The real problem is the drugs, and in particular the taste. They are foul. Not even flavouring can cope with it. There is also the physical quantity that needs to be taken.

That's why people don't take them.

Nothing a rat can do that a dog cannot.

Dogs have other uses to so traing a dog to sniff out TB may be a better idea.

Yes, but dogs are much more expensive to keep than rodents. Remember that these people are looking for inexpensive diagnostic tools.

Rats and dogs use their noses for very different things. Dogs are bred and trained for tracking, and recently, drug sniffing.

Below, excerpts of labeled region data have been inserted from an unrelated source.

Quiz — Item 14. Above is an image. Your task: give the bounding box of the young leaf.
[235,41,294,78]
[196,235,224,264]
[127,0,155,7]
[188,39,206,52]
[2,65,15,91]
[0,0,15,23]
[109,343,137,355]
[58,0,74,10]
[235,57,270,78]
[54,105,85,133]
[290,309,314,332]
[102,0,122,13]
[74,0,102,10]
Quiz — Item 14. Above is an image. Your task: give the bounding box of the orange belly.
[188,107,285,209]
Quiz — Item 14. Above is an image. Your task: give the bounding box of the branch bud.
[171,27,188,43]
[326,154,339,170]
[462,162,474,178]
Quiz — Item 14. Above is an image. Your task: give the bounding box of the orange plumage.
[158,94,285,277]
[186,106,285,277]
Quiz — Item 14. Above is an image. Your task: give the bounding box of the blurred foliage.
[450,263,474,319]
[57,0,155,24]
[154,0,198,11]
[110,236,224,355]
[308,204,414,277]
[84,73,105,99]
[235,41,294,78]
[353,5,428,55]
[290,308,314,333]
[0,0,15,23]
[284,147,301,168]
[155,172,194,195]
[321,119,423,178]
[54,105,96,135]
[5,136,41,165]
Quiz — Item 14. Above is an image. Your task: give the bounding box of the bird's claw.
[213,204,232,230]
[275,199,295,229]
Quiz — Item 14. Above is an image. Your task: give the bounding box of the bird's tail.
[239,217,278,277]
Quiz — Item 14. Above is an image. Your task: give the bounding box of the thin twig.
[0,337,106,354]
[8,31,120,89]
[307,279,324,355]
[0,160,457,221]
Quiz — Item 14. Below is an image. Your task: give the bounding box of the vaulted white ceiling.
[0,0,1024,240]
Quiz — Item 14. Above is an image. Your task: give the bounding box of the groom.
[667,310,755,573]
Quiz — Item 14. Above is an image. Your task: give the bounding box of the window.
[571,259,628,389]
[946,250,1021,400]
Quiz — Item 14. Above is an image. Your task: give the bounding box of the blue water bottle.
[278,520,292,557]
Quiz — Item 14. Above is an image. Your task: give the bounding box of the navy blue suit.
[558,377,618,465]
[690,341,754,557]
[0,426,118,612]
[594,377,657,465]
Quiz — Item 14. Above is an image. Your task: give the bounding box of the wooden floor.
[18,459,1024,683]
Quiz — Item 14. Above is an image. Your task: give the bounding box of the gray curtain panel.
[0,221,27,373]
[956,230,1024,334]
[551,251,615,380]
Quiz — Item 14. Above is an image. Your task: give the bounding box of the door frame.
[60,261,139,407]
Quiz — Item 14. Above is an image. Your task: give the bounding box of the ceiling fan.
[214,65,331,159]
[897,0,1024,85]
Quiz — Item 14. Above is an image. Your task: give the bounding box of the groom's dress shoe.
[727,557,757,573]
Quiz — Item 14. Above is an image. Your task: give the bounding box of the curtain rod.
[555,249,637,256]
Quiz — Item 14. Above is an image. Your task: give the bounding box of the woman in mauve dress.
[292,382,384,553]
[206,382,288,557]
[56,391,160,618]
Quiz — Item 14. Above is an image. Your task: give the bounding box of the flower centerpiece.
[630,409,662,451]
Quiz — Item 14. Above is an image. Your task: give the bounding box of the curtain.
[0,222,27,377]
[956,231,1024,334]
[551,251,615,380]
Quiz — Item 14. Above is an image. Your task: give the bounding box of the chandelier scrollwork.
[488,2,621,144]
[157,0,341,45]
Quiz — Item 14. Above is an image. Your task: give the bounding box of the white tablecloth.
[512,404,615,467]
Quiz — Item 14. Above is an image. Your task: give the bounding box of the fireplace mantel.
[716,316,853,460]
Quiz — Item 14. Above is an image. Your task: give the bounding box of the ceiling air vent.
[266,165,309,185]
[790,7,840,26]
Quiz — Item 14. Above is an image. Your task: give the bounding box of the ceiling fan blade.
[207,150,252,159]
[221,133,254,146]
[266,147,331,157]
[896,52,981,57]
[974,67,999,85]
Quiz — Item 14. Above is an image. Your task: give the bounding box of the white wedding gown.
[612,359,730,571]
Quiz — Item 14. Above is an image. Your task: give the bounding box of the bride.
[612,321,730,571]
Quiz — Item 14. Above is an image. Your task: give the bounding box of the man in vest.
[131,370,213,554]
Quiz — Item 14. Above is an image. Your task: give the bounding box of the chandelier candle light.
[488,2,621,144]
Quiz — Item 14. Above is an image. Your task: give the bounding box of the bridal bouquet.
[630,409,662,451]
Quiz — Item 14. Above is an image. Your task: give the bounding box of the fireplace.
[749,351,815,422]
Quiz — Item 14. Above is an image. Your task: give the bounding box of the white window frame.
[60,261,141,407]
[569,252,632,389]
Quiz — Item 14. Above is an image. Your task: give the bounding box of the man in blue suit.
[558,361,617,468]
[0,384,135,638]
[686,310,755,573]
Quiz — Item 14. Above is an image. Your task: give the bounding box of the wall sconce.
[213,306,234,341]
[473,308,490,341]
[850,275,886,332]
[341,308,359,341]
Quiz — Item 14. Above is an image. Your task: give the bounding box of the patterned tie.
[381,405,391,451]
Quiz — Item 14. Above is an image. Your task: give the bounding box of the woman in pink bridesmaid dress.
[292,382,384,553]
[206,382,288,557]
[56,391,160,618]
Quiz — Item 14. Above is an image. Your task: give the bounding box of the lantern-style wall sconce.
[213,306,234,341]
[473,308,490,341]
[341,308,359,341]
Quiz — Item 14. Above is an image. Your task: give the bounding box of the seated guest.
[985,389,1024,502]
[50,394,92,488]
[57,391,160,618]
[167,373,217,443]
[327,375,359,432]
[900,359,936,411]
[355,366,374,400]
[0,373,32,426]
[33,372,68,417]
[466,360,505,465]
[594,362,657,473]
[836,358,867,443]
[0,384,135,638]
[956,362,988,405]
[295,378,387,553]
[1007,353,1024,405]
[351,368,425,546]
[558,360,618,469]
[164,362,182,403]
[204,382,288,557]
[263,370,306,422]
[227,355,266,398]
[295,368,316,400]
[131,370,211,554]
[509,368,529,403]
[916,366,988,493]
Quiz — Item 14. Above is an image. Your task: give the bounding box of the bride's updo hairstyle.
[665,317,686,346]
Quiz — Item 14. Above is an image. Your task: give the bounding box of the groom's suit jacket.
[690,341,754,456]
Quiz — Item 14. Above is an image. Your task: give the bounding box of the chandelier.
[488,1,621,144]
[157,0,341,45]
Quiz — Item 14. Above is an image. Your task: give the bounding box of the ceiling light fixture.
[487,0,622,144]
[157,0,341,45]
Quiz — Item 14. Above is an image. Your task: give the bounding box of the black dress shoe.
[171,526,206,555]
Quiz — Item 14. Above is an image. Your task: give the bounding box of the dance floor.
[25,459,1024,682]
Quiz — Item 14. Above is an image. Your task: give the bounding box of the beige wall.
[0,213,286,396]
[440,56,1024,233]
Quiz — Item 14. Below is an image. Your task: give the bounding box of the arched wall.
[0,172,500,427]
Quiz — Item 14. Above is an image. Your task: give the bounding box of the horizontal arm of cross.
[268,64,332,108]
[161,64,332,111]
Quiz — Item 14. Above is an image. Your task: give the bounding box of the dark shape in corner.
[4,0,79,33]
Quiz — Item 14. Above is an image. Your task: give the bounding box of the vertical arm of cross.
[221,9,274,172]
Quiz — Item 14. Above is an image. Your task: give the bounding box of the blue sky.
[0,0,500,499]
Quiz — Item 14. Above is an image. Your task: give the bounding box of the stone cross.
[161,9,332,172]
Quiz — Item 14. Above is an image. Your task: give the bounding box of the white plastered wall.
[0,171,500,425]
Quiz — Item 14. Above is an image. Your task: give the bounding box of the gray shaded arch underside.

Rats, as omnivores must use their noses regularly to determine wether or not something is good to eat. Presumably they'd also be better at identifying harmful bacteria. (It's also why they are so hard to poison effectively).

I don't know about you guys, but my dog will eat anything, including tin foil, plastic, rubber, wood and poop.

You can also keep a rat pretty happy in a cage, very low upkeep there

Rats are small, smart, and clean animals. They're easier to care for than dogs, and make quite pleasant pets (if you like rodents, that is.)
If I'd have known I could train the pet rats I had years ago to do neat things to help humans out... I probably still wouldn't have done it - I'm pretty lazy. But it's awesome that other people have been able to do it.

Hey guys, take it easy. I love dogs, but it's true, the rats are easiest to care them (like sinned34 said), also are cheaper, smaller, and very important: easy to reproduced them! and a very long etc. That's the reason to be the ideal model to study many diseases and their treatments, why not to detect them?

We have a taboo with the rats, because it's true, they are a plague (via the humans), and the vector of many diseases, but now they are working with us to, if you look at PubMed there are more of 2,399,498 studies in rats and roedents!

I'm no expert, but I heard someone mentioning that the bigger problem isn't even sputum analysis accuracy, much as we would like technology to solve our problems, but having to rely on sputum, which is annoying to collect (and heroRats would not solve this). I need to do more research on it, but throwing it out there in case anyone can point me in the right direction. But many things can be improved, certainly including treatment completion.